Text: Luke 19 11-27
I guess most people would expect that as the years go by, interpretation of Biblical texts would get easier and easier for a Pastor. It seems to me that the older I get the more willing I am to accept some challenging questions that often destroys common explanations. Let’s begin our examination of the text before us today with the common explanation.
We have a pretty important man who plans a trip to a distant country so that he can be made king but before her goes he gives exactly the same amount of money to ten of his servants. He commands them to put this money to work. They all get a mina which has been calculated to be about 3 months wages, so let’s say $10,000. When he returns, and we’re not given the time, but let’s guess at a year just to make the calculations easier, he calls them in to see how they’ve done. The first returns with the amazing news that he’s earned 10 more. He’s got $100,000. Not bad at all! The second comes in with $50,000 and no one’s going to complain about that. But the third brings his lone mina back after carefully wrapping his mina in his hanky, “because”, he says, “you are a hard man. You take out what you did not put in and reap what you did not sow.”
The King isn’t happy. He wanted interest, so he takes his mina from him and hands it to the first servant.
And so the explanation would have me continue on to say that we’ve all been given gifts and talents by our God and King and that we should strive to use the gifts that God has given us as best we can. Now, if we were looking at the very similar parable as recorded in Matthew I’d have less trouble than I do as I look at this one recorded in Luke. This parable contains a few differences that seem to change everything.
Let me share a few of the bigger problems I see.
These are indeed strange additions to the parable. There’s not the usual comforting Gospel message here. There’s fear, there’s high expectation and there’s a fairly unloveable King. When I read this parable, the King reminds me more of a greedy, power-hungry, human politician than our loving God. So let’s try something different, very different. Instead of ignoring these additions, instead of working hard to explain why our Kingly God would acts in such a strange way, let’s see what happens if we accept these things as hints from Jesus that the King in this parable doesn’t represent God.

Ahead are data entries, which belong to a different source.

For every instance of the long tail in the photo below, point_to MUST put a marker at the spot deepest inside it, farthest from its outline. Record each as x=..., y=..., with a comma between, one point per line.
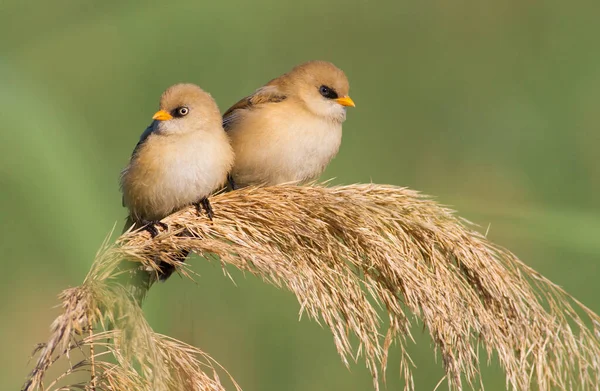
x=139, y=279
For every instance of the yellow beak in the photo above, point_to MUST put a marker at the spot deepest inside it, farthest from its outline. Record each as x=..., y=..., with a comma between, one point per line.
x=345, y=101
x=162, y=115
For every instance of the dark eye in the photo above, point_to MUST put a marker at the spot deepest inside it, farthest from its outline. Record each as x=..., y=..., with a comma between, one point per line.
x=181, y=111
x=328, y=92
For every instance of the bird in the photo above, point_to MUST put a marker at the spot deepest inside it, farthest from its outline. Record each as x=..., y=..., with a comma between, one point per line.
x=182, y=158
x=291, y=128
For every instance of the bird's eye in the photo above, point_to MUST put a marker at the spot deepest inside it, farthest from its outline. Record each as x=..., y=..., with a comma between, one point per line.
x=327, y=92
x=181, y=111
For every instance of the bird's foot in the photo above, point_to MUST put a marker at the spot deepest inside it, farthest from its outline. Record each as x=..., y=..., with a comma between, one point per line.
x=231, y=182
x=150, y=226
x=204, y=204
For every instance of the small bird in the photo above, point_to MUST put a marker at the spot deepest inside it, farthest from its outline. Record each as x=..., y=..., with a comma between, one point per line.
x=182, y=158
x=289, y=129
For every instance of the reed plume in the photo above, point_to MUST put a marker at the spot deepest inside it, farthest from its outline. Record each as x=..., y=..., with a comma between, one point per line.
x=344, y=252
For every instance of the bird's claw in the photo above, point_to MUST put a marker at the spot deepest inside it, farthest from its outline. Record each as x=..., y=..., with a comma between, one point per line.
x=150, y=226
x=204, y=204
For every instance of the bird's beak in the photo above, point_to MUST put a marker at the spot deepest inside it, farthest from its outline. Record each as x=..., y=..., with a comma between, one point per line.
x=162, y=115
x=345, y=101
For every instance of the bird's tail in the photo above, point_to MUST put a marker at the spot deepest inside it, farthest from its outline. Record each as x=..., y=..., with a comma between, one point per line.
x=139, y=279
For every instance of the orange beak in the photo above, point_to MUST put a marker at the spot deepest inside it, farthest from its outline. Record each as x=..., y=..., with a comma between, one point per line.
x=162, y=115
x=345, y=101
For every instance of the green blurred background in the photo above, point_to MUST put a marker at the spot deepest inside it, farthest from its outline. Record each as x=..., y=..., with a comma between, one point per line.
x=490, y=106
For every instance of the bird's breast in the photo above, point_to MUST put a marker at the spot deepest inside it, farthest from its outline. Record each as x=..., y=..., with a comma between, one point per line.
x=170, y=174
x=276, y=147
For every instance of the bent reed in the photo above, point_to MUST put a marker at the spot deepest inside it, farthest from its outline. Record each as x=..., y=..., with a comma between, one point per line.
x=344, y=251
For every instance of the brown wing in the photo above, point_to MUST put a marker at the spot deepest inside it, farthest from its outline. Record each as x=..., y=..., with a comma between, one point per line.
x=262, y=96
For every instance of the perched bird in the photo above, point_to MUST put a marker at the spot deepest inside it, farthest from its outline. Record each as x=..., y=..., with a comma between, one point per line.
x=181, y=159
x=289, y=129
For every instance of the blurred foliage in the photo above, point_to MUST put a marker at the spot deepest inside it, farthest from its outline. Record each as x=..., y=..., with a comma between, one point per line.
x=489, y=106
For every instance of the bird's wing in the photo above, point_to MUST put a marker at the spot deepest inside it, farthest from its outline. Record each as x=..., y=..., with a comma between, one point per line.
x=265, y=95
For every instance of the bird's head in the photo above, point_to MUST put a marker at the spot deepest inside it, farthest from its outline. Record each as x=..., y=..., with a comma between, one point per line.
x=186, y=108
x=322, y=87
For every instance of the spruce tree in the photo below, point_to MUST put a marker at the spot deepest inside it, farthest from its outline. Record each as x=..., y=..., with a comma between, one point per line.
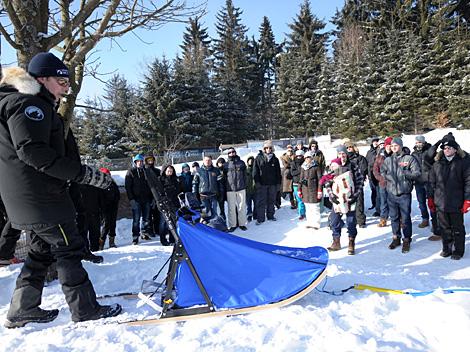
x=231, y=77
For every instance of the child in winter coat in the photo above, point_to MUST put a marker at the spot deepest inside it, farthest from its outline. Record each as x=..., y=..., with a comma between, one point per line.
x=310, y=175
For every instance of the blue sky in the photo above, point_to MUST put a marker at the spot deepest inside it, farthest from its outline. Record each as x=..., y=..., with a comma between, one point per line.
x=131, y=57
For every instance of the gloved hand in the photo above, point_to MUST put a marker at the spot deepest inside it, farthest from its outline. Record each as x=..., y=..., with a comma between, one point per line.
x=319, y=194
x=133, y=203
x=94, y=177
x=334, y=198
x=465, y=206
x=431, y=205
x=352, y=199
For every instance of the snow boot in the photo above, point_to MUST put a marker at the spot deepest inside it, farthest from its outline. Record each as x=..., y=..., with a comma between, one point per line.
x=14, y=260
x=103, y=312
x=396, y=241
x=382, y=222
x=434, y=237
x=112, y=244
x=335, y=245
x=37, y=316
x=351, y=246
x=424, y=223
x=90, y=257
x=406, y=245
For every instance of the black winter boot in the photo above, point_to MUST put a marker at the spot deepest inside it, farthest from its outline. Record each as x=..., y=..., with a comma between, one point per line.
x=103, y=312
x=396, y=242
x=351, y=246
x=38, y=315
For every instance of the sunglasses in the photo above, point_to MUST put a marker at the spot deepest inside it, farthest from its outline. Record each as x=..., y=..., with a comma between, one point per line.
x=64, y=82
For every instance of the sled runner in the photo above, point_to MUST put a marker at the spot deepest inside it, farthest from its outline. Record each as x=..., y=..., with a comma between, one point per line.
x=215, y=273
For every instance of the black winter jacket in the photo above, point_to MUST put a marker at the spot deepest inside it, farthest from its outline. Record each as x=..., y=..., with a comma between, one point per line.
x=136, y=185
x=295, y=168
x=450, y=181
x=310, y=182
x=370, y=157
x=419, y=155
x=109, y=198
x=360, y=161
x=208, y=181
x=235, y=174
x=267, y=172
x=34, y=164
x=400, y=179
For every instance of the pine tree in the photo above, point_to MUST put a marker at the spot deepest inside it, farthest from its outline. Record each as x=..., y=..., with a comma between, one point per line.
x=194, y=111
x=152, y=126
x=305, y=53
x=231, y=76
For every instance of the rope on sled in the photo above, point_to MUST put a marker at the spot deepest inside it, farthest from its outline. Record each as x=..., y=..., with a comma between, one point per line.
x=362, y=287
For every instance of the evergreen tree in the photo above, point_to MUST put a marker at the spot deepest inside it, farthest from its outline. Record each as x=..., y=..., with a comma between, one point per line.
x=152, y=126
x=231, y=77
x=194, y=111
x=305, y=53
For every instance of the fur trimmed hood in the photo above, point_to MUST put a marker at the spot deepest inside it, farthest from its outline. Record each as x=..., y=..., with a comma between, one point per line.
x=460, y=152
x=21, y=80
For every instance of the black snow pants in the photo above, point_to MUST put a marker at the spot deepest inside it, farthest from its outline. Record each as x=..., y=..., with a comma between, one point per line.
x=62, y=243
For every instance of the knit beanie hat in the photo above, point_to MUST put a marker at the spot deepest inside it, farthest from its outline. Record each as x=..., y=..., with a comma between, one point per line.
x=341, y=149
x=388, y=141
x=47, y=65
x=397, y=140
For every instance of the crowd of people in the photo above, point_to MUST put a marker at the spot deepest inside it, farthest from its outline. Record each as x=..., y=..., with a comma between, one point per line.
x=251, y=191
x=69, y=209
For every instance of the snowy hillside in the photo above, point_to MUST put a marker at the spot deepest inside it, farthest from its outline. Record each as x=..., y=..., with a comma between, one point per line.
x=355, y=321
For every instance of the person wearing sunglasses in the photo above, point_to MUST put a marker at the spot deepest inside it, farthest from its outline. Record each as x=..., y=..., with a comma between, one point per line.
x=37, y=162
x=267, y=176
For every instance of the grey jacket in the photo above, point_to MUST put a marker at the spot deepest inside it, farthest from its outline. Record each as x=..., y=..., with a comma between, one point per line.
x=399, y=178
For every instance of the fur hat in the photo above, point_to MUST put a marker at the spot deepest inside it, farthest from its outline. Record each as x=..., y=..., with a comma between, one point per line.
x=268, y=144
x=397, y=140
x=47, y=65
x=420, y=139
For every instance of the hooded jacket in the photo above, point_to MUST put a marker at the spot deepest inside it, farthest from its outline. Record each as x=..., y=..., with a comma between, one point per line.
x=399, y=179
x=34, y=164
x=450, y=181
x=235, y=174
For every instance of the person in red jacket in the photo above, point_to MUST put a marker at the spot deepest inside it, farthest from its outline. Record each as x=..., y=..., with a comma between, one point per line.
x=450, y=195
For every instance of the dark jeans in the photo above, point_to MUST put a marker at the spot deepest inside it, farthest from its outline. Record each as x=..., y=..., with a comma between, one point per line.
x=360, y=215
x=141, y=210
x=400, y=214
x=64, y=244
x=421, y=196
x=8, y=239
x=265, y=200
x=210, y=206
x=109, y=227
x=92, y=230
x=384, y=210
x=452, y=232
x=337, y=223
x=251, y=205
x=373, y=195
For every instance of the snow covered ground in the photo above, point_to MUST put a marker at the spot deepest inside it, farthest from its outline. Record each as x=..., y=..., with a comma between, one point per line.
x=355, y=321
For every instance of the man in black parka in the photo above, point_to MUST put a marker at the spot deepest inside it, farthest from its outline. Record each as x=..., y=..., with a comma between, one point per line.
x=267, y=175
x=450, y=195
x=34, y=169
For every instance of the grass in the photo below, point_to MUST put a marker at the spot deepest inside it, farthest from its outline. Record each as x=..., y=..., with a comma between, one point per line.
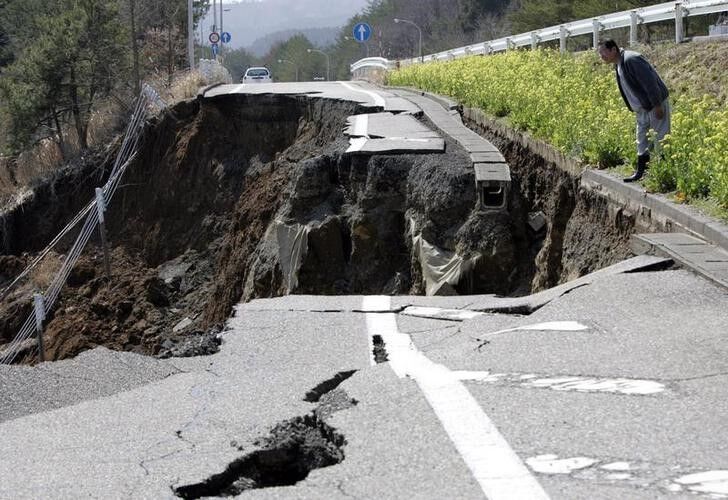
x=573, y=104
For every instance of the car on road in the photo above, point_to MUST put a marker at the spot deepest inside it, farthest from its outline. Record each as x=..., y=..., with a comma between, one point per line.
x=258, y=74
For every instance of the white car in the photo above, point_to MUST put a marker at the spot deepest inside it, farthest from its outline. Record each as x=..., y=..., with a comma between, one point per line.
x=257, y=75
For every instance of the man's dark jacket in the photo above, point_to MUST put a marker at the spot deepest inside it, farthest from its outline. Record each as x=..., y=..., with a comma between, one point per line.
x=642, y=79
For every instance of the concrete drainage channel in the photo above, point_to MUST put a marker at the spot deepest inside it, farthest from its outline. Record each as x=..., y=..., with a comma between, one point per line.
x=271, y=204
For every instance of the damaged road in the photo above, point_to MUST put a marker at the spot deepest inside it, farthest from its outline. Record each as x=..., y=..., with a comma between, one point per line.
x=586, y=396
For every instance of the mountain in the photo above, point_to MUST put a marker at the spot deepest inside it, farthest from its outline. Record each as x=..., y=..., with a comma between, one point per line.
x=319, y=37
x=248, y=21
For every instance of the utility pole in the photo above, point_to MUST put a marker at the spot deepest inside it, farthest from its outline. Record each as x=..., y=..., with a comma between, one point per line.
x=190, y=35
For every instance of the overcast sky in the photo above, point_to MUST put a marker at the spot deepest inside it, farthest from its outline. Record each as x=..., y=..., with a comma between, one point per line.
x=249, y=20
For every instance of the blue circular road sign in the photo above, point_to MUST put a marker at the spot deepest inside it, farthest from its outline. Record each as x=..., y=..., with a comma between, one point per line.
x=362, y=32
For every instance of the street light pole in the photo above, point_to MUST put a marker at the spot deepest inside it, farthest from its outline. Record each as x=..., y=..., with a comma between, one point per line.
x=281, y=61
x=328, y=62
x=396, y=20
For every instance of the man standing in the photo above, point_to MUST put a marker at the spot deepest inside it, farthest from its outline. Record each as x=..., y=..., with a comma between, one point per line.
x=644, y=93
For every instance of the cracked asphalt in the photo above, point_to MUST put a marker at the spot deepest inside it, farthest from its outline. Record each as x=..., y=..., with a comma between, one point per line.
x=118, y=425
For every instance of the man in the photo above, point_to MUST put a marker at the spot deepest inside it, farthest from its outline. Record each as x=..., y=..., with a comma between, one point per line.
x=644, y=93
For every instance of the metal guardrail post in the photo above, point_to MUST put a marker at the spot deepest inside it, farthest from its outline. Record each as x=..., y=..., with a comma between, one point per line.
x=633, y=22
x=679, y=27
x=39, y=306
x=100, y=209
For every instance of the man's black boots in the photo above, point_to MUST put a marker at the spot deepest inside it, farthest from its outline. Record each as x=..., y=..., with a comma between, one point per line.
x=642, y=161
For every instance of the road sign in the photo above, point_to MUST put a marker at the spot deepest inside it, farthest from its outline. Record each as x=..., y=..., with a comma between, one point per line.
x=362, y=32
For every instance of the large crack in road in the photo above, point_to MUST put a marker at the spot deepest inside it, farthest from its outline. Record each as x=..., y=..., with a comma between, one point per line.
x=241, y=196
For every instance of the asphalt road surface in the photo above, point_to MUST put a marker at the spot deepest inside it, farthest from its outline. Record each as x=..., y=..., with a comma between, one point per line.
x=613, y=387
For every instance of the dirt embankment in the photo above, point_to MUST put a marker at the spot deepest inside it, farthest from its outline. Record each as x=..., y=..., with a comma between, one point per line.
x=222, y=190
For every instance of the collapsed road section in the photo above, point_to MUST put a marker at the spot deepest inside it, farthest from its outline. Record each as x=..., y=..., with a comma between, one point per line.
x=253, y=191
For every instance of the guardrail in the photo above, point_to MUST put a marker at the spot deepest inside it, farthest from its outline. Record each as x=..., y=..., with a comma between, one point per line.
x=625, y=19
x=94, y=217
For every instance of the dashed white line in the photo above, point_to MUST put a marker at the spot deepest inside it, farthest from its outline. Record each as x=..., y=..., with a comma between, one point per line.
x=568, y=383
x=438, y=313
x=714, y=482
x=499, y=471
x=378, y=100
x=552, y=464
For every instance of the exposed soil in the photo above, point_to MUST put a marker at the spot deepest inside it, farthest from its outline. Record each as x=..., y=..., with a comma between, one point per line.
x=195, y=226
x=287, y=455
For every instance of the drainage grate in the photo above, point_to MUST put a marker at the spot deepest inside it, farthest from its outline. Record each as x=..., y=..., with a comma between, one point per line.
x=294, y=448
x=379, y=350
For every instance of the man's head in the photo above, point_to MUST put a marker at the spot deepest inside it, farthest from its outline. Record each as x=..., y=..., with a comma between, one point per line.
x=608, y=51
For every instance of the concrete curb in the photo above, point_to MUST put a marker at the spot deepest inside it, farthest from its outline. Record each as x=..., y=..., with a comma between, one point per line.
x=201, y=93
x=445, y=102
x=684, y=217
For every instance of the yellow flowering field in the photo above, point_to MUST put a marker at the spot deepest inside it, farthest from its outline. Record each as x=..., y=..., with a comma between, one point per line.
x=572, y=102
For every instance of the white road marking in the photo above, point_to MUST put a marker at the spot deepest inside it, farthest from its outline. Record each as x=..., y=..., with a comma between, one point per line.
x=378, y=100
x=438, y=313
x=551, y=464
x=714, y=481
x=616, y=466
x=617, y=385
x=499, y=471
x=561, y=326
x=578, y=384
x=356, y=143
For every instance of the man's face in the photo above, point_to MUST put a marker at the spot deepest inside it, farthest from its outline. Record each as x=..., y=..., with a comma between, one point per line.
x=609, y=55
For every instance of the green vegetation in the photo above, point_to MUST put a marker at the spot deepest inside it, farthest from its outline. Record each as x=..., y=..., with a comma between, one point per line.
x=572, y=102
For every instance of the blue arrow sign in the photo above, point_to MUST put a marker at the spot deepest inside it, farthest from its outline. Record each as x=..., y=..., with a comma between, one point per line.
x=362, y=32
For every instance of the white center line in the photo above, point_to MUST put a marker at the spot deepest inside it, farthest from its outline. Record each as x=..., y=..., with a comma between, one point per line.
x=497, y=468
x=378, y=100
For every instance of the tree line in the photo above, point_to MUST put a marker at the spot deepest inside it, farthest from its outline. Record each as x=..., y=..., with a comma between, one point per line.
x=59, y=58
x=444, y=24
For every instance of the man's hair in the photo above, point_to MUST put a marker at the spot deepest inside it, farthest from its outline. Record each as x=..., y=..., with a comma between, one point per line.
x=608, y=44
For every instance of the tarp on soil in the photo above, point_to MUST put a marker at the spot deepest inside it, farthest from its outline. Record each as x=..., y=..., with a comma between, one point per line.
x=440, y=267
x=292, y=247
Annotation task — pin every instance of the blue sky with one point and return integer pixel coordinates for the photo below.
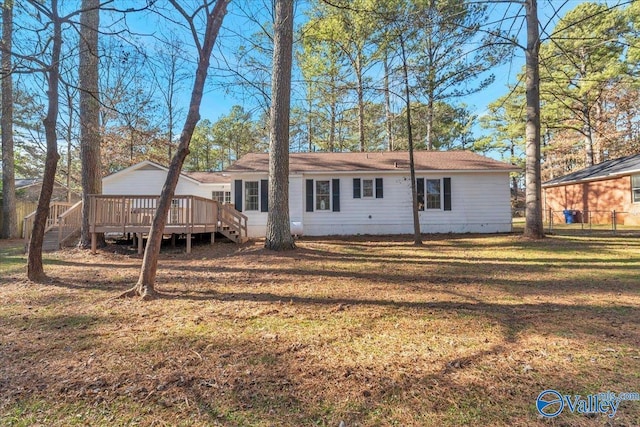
(216, 103)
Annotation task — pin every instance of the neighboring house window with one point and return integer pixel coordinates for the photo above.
(367, 188)
(323, 195)
(251, 196)
(635, 188)
(433, 193)
(221, 196)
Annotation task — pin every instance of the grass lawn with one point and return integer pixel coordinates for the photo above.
(466, 330)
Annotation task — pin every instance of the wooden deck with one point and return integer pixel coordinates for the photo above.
(187, 216)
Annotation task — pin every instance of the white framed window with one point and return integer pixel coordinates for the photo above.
(251, 196)
(221, 196)
(433, 195)
(323, 195)
(367, 188)
(635, 188)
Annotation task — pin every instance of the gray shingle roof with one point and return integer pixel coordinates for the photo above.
(374, 161)
(611, 168)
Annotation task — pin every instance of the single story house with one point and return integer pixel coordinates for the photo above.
(147, 178)
(597, 191)
(370, 193)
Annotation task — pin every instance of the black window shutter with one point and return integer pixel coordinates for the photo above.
(420, 191)
(309, 195)
(264, 195)
(335, 184)
(446, 183)
(379, 194)
(356, 188)
(238, 194)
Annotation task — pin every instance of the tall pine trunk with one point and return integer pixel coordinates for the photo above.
(417, 236)
(145, 287)
(360, 78)
(278, 235)
(35, 269)
(10, 220)
(91, 165)
(387, 103)
(533, 182)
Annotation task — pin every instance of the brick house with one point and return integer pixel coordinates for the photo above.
(597, 192)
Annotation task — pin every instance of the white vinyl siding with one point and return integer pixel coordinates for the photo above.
(221, 196)
(635, 188)
(149, 183)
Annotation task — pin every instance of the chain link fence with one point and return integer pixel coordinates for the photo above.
(585, 221)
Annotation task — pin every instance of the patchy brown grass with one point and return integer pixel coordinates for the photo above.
(466, 330)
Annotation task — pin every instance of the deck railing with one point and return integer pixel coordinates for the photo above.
(55, 210)
(69, 222)
(138, 211)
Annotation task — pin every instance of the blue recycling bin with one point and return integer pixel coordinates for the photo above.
(568, 216)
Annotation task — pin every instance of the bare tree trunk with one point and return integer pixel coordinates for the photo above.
(10, 220)
(90, 139)
(35, 270)
(278, 236)
(417, 237)
(533, 187)
(587, 131)
(387, 102)
(145, 287)
(360, 101)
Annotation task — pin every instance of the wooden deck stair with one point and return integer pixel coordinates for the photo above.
(63, 223)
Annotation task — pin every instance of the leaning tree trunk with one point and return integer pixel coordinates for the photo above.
(10, 220)
(278, 235)
(360, 88)
(89, 113)
(35, 270)
(533, 226)
(387, 103)
(417, 236)
(145, 287)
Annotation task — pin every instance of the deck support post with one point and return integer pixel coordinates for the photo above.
(94, 242)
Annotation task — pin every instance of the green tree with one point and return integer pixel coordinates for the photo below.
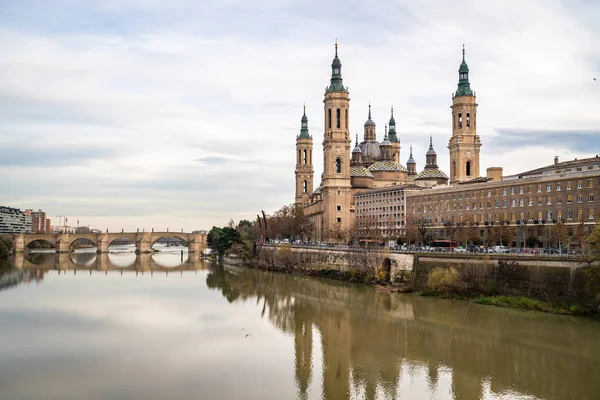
(221, 239)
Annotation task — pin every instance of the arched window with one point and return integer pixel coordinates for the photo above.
(346, 114)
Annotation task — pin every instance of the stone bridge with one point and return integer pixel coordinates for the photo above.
(101, 262)
(63, 242)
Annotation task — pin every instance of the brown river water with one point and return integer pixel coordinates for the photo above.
(127, 327)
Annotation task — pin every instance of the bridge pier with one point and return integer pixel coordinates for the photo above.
(143, 243)
(102, 243)
(19, 243)
(63, 244)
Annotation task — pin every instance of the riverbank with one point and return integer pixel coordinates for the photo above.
(557, 287)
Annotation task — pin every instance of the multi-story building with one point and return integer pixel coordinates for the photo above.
(14, 221)
(532, 201)
(381, 213)
(39, 221)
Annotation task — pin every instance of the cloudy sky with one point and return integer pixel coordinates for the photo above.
(183, 114)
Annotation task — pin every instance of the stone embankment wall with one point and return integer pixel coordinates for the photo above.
(560, 279)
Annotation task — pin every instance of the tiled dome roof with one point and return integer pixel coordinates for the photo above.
(360, 171)
(431, 173)
(386, 166)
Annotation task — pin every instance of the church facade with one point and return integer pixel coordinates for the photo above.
(371, 164)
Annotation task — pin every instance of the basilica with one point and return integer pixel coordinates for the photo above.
(373, 164)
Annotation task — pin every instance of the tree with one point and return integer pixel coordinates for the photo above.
(221, 239)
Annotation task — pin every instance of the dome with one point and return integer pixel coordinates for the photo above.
(386, 166)
(360, 171)
(370, 149)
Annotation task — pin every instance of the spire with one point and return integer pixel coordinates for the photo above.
(336, 74)
(304, 126)
(411, 160)
(369, 120)
(392, 136)
(464, 87)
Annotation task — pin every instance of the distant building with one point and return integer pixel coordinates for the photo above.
(39, 221)
(14, 221)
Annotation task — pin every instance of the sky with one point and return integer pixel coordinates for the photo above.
(126, 114)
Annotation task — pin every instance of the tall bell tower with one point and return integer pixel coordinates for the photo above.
(465, 143)
(304, 169)
(336, 186)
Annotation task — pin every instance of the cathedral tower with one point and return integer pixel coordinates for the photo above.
(304, 169)
(394, 139)
(465, 143)
(411, 165)
(336, 185)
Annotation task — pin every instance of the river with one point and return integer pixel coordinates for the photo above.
(121, 326)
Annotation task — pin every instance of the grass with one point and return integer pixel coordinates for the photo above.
(526, 303)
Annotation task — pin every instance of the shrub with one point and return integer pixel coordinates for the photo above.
(445, 281)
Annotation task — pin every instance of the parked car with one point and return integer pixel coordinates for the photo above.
(500, 249)
(530, 251)
(474, 249)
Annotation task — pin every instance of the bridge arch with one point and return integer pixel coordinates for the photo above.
(168, 235)
(38, 243)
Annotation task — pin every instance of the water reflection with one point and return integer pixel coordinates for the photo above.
(376, 344)
(151, 337)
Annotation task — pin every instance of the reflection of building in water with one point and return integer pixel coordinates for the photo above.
(372, 340)
(13, 277)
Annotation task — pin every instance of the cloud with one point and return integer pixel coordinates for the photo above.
(115, 110)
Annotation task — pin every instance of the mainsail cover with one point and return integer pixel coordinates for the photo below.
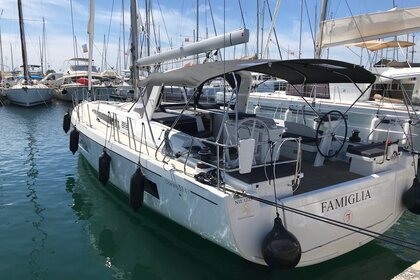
(369, 27)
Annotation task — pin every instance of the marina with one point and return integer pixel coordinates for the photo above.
(196, 162)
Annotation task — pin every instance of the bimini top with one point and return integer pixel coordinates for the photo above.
(312, 71)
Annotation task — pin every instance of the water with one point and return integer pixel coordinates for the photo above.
(59, 222)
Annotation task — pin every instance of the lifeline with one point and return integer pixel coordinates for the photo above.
(345, 200)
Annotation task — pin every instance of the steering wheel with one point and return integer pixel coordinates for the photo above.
(327, 121)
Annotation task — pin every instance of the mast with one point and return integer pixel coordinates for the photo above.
(300, 28)
(134, 46)
(41, 55)
(72, 29)
(147, 26)
(318, 49)
(90, 32)
(44, 45)
(23, 43)
(262, 30)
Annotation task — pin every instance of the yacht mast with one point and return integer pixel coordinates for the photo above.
(321, 28)
(258, 26)
(124, 55)
(23, 43)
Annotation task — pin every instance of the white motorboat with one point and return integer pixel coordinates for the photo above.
(227, 175)
(27, 92)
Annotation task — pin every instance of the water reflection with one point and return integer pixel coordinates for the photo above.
(40, 235)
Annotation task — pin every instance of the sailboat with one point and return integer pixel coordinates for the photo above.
(26, 92)
(283, 196)
(379, 110)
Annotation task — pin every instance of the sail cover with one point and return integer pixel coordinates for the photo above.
(369, 27)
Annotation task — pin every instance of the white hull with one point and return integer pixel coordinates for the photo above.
(29, 96)
(239, 224)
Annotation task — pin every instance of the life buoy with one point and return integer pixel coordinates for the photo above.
(137, 183)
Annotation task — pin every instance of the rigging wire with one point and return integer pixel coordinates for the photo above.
(310, 24)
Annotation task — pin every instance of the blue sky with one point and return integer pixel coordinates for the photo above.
(179, 18)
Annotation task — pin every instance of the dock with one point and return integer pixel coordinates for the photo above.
(411, 273)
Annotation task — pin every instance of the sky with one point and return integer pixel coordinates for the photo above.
(174, 21)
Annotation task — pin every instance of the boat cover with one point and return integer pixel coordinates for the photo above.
(313, 71)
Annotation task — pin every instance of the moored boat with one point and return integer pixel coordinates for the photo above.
(227, 175)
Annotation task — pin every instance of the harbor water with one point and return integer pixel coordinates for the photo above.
(59, 222)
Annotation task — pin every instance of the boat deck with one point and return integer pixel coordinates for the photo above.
(331, 173)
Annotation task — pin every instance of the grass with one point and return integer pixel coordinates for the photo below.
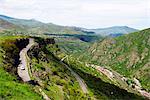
(10, 88)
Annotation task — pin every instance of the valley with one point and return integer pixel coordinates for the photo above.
(52, 62)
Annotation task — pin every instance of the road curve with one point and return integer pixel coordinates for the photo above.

Very quickly we see that the King here reflects the ruling worldly powerful enemies of the Gospel, the Temple officials with their huge influence, grasping businessmen who strive for higher and higher profits, human rulers who want more and more power and influence, and less and less opposition. And indeed the scholars tell us that after the death of Herod the Great, his son Archelaus went to Rome to ask Caesar to make him king over Judea. But Herod hadn't been too popular among the Jews, so they sent a delegation of 50 men to oppose his appointment. In other words the King stands for the normal human way of doing things, the feeling within each of in us that says, all murderers should be killed, all terrorists wiped from the face of the earth, and all who think and act and live differently from me had better go somewhere else so that I can continue doing my thing, undisturbed. What’s important in this world is my security and my wealth, and forget anyone else. This is how human beings operate.
Two of the servants accept the need to play the game demanded by such a tyrant. They do all they can to meet the Kings’s requirements. Who knows what they do to gain their exorbitant interest rate, but you can be sure that if you’re getting 1,000% someone else is losing - losing badly. But despite this, two servants accept the rules to this harsh profit at all costs game and they succeed in impressing the King. It’s the third servant who refuses to play this horrible game. He rebels. Winning at the expense of others is not in his nature. He’s not going to treat others like that - as stepping blocks I’ve got to climb in order to get on in life. He rejects the King’s game. But he doesn’t make a fuss, he doesn’t fight back, he doesn’t act violently, he simply continues to live life according to his rules. He respectfully wraps his gift in a hanky and keeps it safe so that when the time comes he can simply hand it back. Gentle, respectful yet firm and unmoving when it comes to living according to God’s ways rather than sinful human beings. Remind you of anyone?
With this understanding it’s the third servant who becomes the Christ-figure of the parable. This servant rejects the normal human way of thinking and living and treating other people, and continues to be faithful to his life’s purpose despite the cost. And there sure is a cost. Not only is he stripped of his gift, not only does he join the ranks of the have nots, but of course he’s lumped in with those other rebels who don’t want this person to be king. And this means there’s little doubt that he’s first in line when the rebels are dragged before the King to be slaughtered before his eyes.
When we live lives that are different to the society around us there is always a cost. Let me give you an example. Can you imagine what would happen if we decided that because the message of the Gospel is utterly inclusive, because God wants us to exclude no one, this congregation made it known far and wide that we welcomed homosexuals as members. There’d be quite a few problems we’d have to overcome wouldn’t there?
But this is the life were called to live. Our life’s purpose is different from this world where might is right, where you only get what you deserve, where money is power, where those with most get more, and where others need to be used rather than cared for.
On this last Sunday of the church year, be challenged by the one who is a very different kind of King. May this unique servant King rule in your heart.